Reputation: 3757
I'm not at all familiar with R. I have basic competency using MATLAB which I do like a lot.
My current task involves gathering nice statistical data and analyzing it. I have scraped my data from JSON into a data frame by using fromJSON in the RJSONIO lib. Then I removed NULL
values with
Stats <- lapply(Stats, function(x) {
x[sapply(x, is.null)] <- NA
unlist(x)})
then called
DF<-do.call("rbind", Stats)
to get the JSON values packed into a data frame. This left me with full atomic vectors, so this was cleaned up using
DF<-as.data.frame(DF)
Now I'm left with a DF where I'd like to be able to perform query-esque (SQL) calculations, ie.. My research has led me to a library called sqldf, but it seems to have many dependencies that I can't get running on my machine. Still looking for a solution.

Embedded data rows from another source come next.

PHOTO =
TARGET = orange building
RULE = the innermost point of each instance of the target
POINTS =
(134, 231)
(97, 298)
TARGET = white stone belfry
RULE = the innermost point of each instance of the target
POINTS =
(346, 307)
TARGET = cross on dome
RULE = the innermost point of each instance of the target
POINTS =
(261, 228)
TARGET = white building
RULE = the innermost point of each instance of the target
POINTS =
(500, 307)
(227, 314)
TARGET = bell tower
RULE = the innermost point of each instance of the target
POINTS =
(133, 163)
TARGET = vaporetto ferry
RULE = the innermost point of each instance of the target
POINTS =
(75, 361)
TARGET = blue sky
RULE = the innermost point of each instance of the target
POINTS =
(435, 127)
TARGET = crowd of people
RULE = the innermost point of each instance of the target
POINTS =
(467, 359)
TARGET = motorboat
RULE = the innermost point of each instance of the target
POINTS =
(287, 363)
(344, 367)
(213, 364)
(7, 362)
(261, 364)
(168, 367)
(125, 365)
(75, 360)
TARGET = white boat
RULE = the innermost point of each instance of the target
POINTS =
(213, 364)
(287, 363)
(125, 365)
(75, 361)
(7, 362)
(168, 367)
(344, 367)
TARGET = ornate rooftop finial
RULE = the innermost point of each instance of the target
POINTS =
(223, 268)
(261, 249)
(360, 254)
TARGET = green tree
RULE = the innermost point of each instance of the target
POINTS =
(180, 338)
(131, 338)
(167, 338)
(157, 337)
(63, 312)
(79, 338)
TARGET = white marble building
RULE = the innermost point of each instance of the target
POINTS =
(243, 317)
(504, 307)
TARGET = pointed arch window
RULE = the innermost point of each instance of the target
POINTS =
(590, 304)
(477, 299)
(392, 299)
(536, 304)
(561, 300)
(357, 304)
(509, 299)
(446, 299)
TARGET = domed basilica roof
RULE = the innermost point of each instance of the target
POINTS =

List all people who are on team "NYI"
or
Find total number of goals for team
or even most helpful
Lookup data by name or other key value
Sample data frame:
_ Name Team Opponent
167 Matt Carkner NYI PHI
168 Keith Ballard MIN FLA
169 Willie Mitchell FLA MIN
170 Rob Scuderi PIT BOS
171 Nate Prosser MIN FLA
172 Nick Schultz PHI NYI
Upvotes: 1
Views: 406
Reputation: 3757
SQLDF turned out to be the PERFECT solution to my type of question.
I simply installed the package from the R console
install.packages("sqldf")
Since I'm running on an Apple system, some Xcode dependencies needed installing, but Software Update took care of that for me autonomously.
Then I simply used the
library(sqldf)
command to begin running SQL queries on my data frames.

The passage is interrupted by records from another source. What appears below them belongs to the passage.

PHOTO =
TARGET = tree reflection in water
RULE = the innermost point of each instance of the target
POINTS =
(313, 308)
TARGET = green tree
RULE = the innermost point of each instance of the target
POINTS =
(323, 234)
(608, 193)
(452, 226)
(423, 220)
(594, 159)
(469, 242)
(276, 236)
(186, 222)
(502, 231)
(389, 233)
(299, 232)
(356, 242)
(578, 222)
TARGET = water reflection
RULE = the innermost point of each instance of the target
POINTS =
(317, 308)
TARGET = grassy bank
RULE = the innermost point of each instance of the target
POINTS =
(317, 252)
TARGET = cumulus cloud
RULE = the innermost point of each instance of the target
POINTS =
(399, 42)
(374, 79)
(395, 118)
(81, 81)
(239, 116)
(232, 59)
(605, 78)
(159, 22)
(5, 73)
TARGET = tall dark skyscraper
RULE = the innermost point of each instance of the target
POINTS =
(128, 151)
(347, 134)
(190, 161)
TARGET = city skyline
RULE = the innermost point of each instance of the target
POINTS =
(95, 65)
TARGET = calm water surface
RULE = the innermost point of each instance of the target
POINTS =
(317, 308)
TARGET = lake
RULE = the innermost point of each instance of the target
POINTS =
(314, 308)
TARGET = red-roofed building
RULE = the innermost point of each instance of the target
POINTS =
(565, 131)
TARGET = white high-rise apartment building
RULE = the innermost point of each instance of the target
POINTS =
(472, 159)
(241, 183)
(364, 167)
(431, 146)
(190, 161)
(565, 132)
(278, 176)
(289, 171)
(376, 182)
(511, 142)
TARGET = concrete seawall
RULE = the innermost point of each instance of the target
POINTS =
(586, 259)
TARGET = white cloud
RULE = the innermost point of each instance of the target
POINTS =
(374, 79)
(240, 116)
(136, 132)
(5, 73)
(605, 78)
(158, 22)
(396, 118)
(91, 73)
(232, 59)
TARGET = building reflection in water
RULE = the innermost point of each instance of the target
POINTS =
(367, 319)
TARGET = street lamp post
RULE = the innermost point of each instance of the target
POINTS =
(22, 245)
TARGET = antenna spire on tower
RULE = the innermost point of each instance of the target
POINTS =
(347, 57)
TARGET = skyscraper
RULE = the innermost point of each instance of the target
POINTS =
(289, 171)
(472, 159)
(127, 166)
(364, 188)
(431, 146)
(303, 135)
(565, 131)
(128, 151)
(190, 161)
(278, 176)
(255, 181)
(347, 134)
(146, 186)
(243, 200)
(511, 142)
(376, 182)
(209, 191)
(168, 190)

Use is very much so similar to standard SQL, return is new DF with requested attributes. Wrapped up in a view tag makes it a perfect tool now.
View(sqldf("SELECT * from skaters WHERE Team='PHI'"))
Upvotes: 1
Reputation: 3501
Suggest data.table
package.
# toy data
# I presume your first column of data is number of "goals"
df <- structure(list(Goals = 167:172, Name = structure(c(2L, 1L, 6L,
5L, 3L, 4L), .Label = c("Keith Ballard", "Matt Carkner", "Nate Prosser",
"Nick Schultz", "Rob Scuderi", "Willie Mitchell"), class = "factor"),
Team = structure(c(3L, 2L, 1L, 5L, 2L, 4L), .Label = c("FLA",
"MIN", "NYI", "PHI", "PIT"), class = "factor"), Opponent = structure(c(5L,
2L, 3L, 1L, 2L, 4L), .Label = c("BOS", "FLA", "MIN", "NYI",
"PHI"), class = "factor")), .Names = c("Goals", "Name", "Team",
"Opponent"), class = c("data.table", "data.frame"), row.names = c(NA,
-6L), .internal.selfref = <pointer: 0x001924a0>, index = structure(integer(0), "`__Team`" = c(3L,
2L, 5L, 1L, 6L, 4L)))
illustrations on a few operations
setDT(df) # convert data frame to data.table
df[Team == "NYI",] # there's faster approach by first keying the concerned column
# you get
Goals Name Team Opponent
1: 167 Matt Carkner NYI PHI
df[,list(ttl_goals = sum(Goals)), by=Name] # to get total goals per player
# you get
Name ttl_goals
1: Matt Carkner 167
2: Keith Ballard 168
3: Willie Mitchell 169
4: Rob Scuderi 170
5: Nate Prosser 171
6: Nick Schultz 172
Upvotes: 2